In vielen europäischen Ländern wie auch in den USA wird auf Grund der Ähnlichkeit der Wirksubstanzen und der Wirkziele häufig auch weiterhin der erstverwendete Wirkstoff Bevacizumab zur Behandlung der Augenerkrankung im Off-Label-Use eingesetzt.

 

Dazu ist festzuhalten, dass die Entscheidung über eine medizinische Behandlung im Einzelfall beim behandelnden Arzt/der behandelnden Ärztin liegt. Der Arzt/die Ärztin hat dabei nach Maßgabe der ärztlichen Wissenschaft und Erfahrung vorzugehen. In diesem Rahmen kann auch die Anwendung nicht zugelassener Arzneimittel oder die Anwendung zugelassener Arzneimittel in einer nicht zugelassenen Indikation erfolgen (Off-Label-Use). Diese Einzelfallentscheidung kann nicht durch eine Empfehlung meines Ressorts ersetzt werden.


 

Seitens des Bundesministeriums für Gesundheit erfolgen in dieser Hinsicht keine Vorgaben. Die Leistungsorientierte Krankenanstaltenfinanzierung (LKF) macht keine Vorgaben zu den zu verwendenden Medikamenten und bildet lediglich die bestehenden Kosten ab. Wie bereits zu Frage 1 ausgeführt, werden die vorliegenden Daten regelmäßig analysiert. Sollte sich ein Änderungsbedarf zur gegebenen Situation ergeben, wird das LKF-Modell entsprechend modifiziert werden.

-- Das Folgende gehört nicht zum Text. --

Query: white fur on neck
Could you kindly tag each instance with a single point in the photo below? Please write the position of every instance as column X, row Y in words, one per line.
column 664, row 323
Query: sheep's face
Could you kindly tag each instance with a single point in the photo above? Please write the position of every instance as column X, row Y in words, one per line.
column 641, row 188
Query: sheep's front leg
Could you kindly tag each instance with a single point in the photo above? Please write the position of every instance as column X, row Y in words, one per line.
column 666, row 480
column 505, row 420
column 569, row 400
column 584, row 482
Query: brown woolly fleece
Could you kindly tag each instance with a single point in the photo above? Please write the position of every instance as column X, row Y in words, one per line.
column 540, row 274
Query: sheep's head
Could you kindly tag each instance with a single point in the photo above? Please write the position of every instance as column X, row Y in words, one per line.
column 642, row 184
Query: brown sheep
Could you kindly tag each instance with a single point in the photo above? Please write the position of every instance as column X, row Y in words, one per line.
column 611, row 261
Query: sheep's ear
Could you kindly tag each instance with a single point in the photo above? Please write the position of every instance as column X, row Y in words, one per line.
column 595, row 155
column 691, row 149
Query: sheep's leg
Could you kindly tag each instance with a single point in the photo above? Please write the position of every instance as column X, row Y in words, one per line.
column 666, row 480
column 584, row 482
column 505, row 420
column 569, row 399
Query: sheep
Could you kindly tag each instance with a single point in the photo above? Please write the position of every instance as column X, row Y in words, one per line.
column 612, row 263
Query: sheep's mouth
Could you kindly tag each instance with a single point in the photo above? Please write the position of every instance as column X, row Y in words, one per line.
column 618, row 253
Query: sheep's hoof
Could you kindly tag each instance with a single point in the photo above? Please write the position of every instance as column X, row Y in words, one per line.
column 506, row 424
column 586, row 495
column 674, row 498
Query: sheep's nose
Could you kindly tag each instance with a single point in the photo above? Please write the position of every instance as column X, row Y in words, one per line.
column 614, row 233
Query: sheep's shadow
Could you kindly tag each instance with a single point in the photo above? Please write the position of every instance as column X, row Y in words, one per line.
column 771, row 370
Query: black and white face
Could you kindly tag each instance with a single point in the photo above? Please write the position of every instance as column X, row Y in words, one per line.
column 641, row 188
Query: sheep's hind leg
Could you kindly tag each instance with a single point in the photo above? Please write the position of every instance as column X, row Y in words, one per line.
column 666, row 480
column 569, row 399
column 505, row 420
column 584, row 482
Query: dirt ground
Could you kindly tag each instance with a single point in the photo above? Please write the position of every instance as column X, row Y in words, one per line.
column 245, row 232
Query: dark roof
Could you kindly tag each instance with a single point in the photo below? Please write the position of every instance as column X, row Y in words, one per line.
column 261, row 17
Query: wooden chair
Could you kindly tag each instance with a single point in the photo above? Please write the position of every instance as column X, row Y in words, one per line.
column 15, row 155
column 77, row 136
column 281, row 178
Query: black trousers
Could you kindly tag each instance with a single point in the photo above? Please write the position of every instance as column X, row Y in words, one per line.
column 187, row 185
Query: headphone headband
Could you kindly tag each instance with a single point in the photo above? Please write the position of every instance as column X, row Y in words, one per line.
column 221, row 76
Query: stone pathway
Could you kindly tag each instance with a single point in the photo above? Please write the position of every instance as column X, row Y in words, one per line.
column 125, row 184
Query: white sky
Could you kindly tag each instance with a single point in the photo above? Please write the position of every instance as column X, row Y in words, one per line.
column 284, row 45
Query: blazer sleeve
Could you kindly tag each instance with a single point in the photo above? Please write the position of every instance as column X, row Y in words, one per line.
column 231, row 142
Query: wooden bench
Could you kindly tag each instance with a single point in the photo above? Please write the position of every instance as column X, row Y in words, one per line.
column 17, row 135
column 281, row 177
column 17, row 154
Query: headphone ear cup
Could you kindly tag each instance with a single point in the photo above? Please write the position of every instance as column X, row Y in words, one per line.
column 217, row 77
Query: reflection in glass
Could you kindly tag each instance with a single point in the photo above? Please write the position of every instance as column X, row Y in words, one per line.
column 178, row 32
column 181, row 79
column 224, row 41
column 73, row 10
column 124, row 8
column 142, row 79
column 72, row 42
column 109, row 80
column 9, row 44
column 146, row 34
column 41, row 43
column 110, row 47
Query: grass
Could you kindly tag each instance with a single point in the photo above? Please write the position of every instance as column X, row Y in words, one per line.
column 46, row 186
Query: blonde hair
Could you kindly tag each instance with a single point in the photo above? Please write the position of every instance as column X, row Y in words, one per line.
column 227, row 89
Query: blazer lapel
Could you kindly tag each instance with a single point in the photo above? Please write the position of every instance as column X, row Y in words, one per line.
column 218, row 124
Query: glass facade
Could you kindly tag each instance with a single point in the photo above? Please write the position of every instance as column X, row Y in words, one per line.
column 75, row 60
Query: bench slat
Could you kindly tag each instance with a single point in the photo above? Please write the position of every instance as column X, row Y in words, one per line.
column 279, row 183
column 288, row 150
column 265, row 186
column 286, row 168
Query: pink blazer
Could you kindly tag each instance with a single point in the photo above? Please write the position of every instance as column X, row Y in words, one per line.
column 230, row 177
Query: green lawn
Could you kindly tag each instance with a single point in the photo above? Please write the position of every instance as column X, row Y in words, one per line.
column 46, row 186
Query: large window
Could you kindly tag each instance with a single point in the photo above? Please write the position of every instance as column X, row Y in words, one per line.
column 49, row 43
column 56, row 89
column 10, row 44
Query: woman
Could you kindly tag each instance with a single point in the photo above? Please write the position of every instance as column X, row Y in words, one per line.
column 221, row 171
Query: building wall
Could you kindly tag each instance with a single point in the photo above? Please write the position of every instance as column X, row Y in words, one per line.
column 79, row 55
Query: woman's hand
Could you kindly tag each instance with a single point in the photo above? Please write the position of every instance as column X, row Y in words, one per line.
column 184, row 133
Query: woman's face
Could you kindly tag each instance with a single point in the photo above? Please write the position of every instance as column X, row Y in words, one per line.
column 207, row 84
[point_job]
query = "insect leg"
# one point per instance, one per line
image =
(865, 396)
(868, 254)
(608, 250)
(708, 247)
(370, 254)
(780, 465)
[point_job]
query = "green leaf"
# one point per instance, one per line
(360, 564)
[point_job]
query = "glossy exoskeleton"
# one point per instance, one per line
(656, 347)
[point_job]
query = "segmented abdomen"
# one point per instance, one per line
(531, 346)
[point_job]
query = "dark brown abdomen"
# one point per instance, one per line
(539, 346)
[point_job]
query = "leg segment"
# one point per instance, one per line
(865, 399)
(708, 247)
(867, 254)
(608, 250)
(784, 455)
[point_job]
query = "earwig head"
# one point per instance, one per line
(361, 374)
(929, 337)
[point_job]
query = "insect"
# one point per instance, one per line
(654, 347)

Im Übrigen darf ich auf meine Ausführungen zu Frage 3 verweisen.

 

Frage 3:

Die Anwendung von Bevacizumab wird seitens der medizinischen Expert/inn/en insbesondere damit begründet, dass umfangreiche Anwendungsbeobachtungen ein vergleichbares Wirkungs- und Nebenwirkungsprofil der beiden Substanzen zeigen.

 

Endgültige Klarheit sollte eine Reihe direkter Vergleichsstudien bringen, deren Ergebnisse bis Ende des Jahres 2011 erwartet werden. Eine davon, die so genannte MANTA-Studie (Multicenter Anti-VEGF Trial in Austria), wurde 2007 in Österreich initiiert; zehn österreichische Augenzentren in Wien, Linz, Salzburg, Graz und Inns­bruck nehmen daran teil. International wurden bis zur Mitte des Vorjahres rund 700 Originalarbeiten zum Thema veröffentlicht, die ebenfalls in diese Richtung gehen.

 

Frage 6:

Im Rahmen der Bundesgesundheitskommission wurde mit den Ländern akkordiert, dass die Behandlung der feuchten altersbedingten Makuladegeneration (Diagnose und gegebenenfalls Therapie mit Anti-VEGF-Medikamenten) für die Patient/inn/en in Krankenanstalten sichergestellt wird. Für die Verabreichung in ambulanten Einrichtungen müssen jedenfalls die erforderlichen Voraussetzungen (Vorhandensein steriler Eingriffsräume, ausreichendes Know-how, Sicherstellung unmittelbarer Nachbetreuung u.a.m.) zur Gewährleistung einer höchstmöglichen Patient/inn/ensicherheit gegeben sein.

Hinsichtlich der Erbringung dieser Leistungen im niedergelassenen Bereich bestehen gewisse Bedenken, ob derzeit die eben genannten, für eine komplikationsfreie und qualitativ hochwertige Versorgung erforderlichen Voraussetzungen in ausreichendem Maße gewährleistet sind.